疤子头儿喝醉了。开始说起浑话来。其他狱卒晓得疤子头儿的漂亮老婆曾被那蔡庸欺凌过,却是有冤没地儿诉,心里头苦了好些年了。如今蔡庸落网,疤子头儿好容易出了一口恶气。高兴着多喝点儿,也是情有可原。都是兄弟,大哥乐呵,不陪陪乐忒不道义。
狱卒们皆喝得有些浑,冲着牢房里头又是吐口水,又是撒尿。弄得牢里头酒味儿骚味儿一齐翻了天。蔡庸缩在牢里一角,战战兢兢地道:“你你你,你们放肆!”
“对啊,爷就放肆了怎么地!”疤子头儿挺了挺屁股蹲儿,直接将尿呲在了蔡庸脸上。
蔡庸被下狱之后,食不果腹、衣不蔽体,早从体面的大官沦为狼狈的囚徒,如今被尿液淋头,又没法子反抗,只能逞逞口舌:“待待待……待皇上查清实情,定定定,定会还本官一个公道!你你你,你们这些贼子,就就就……”
“就怎么地?你还指望着皇上?哪个皇上?!”
“什什什,什么哪个皇上,自然是当当当当今圣上!”
“外头早变了天儿啦!”疤子头儿胡乱系上腰带,笑得癫狂,“老皇帝伙同妖魔杀人吃心,让天神一个天雷就给灭啦!你们这些个高高在上的东西,迟早得灭,得灭!!”
其他狱卒们还浑着,却也觉出疤子头儿话不大对。细细琢磨一下子,立时被大哥这大逆不道侮辱皇室的浑话惊出了一身冷汗,清醒了不少。他们正欲劝疤子头儿莫要太过张狂,却是脖子一划,血浆喷涌。
数十名黑衣杀手不知何时已入了牢中,刀光剑影之间,将牢中醉酒的狱卒悉数抹了脖子。那疤子头儿刚握住刀柄,还没来得及抽刀反抗,便一命呜呼了。
蔡庸唬了一跳,那喷涌的血浆子,将本就不大干净的牢房又弄出些血腥味儿。
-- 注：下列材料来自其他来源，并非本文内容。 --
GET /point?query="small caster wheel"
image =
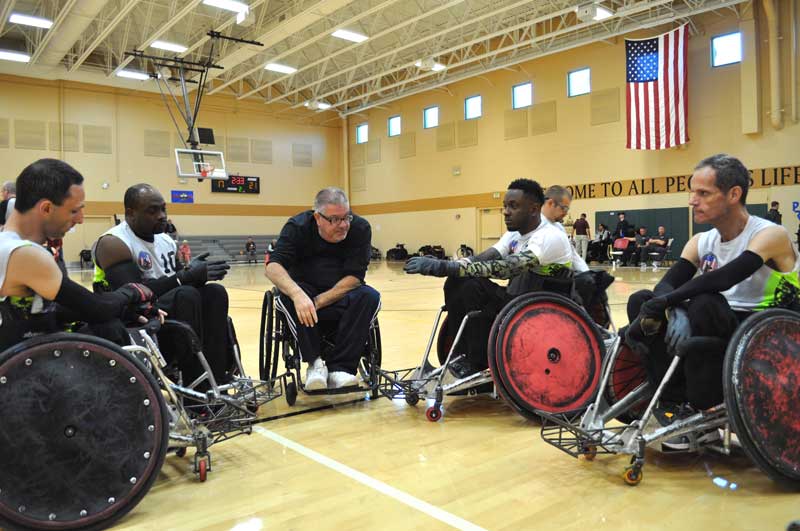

见黑衣杀手并没有杀自个儿的意思,蔡庸好似瞧见了希望,也不管好闻不好闻了,扑过去扒拉着牢房柱子道:“好汉,好汉,救命啊!”
黑衣杀手没理会他,径直奔去了里头的牢房,将那被疤子头儿誉为“活死人”的男人迎了出来。
蔡庸忙道:“蔺环,蔺老弟,你你你,你不能丢下我一个人啊!”
蔺环向黑衣杀手使了个眼色,那杀手立时举起白刃。只听得脑袋滚落的闷声回荡在牢房中,同狱卒们的尸,腐烂在一处。
蔺环同杀手们一路逃出牢房,仰望这如水月色,分外撩人。而那月色铺就的一片空地上,突然涌现一股子骇人杀气。树影中,迈出的四蹄儿健硕有力,四蹄儿架着的身子更是凶猛非常。
而那树影之中,还有无数双碧绿的兽眼闪烁着残暴的光芒。
“主子先走!”
黑衣杀手在蔺环同那东西之间建了道人肉屏障,却抵不住那东西几爪子抓挠。他们奋力反抗,怎奈那东西浑身钢毛,刀剑斩上去只有断刃的份儿。不肖片刻,黑衣杀手便已四肢飞散,血流遍地。
蔺环入狱前便已着人谋划此次越狱,从唆使狱头和狱卒饮酒暴醉,到斩杀他们逃出生天,一切皆顺利非常。可他千算万算,没算到出了牢狱,迎了妖魔。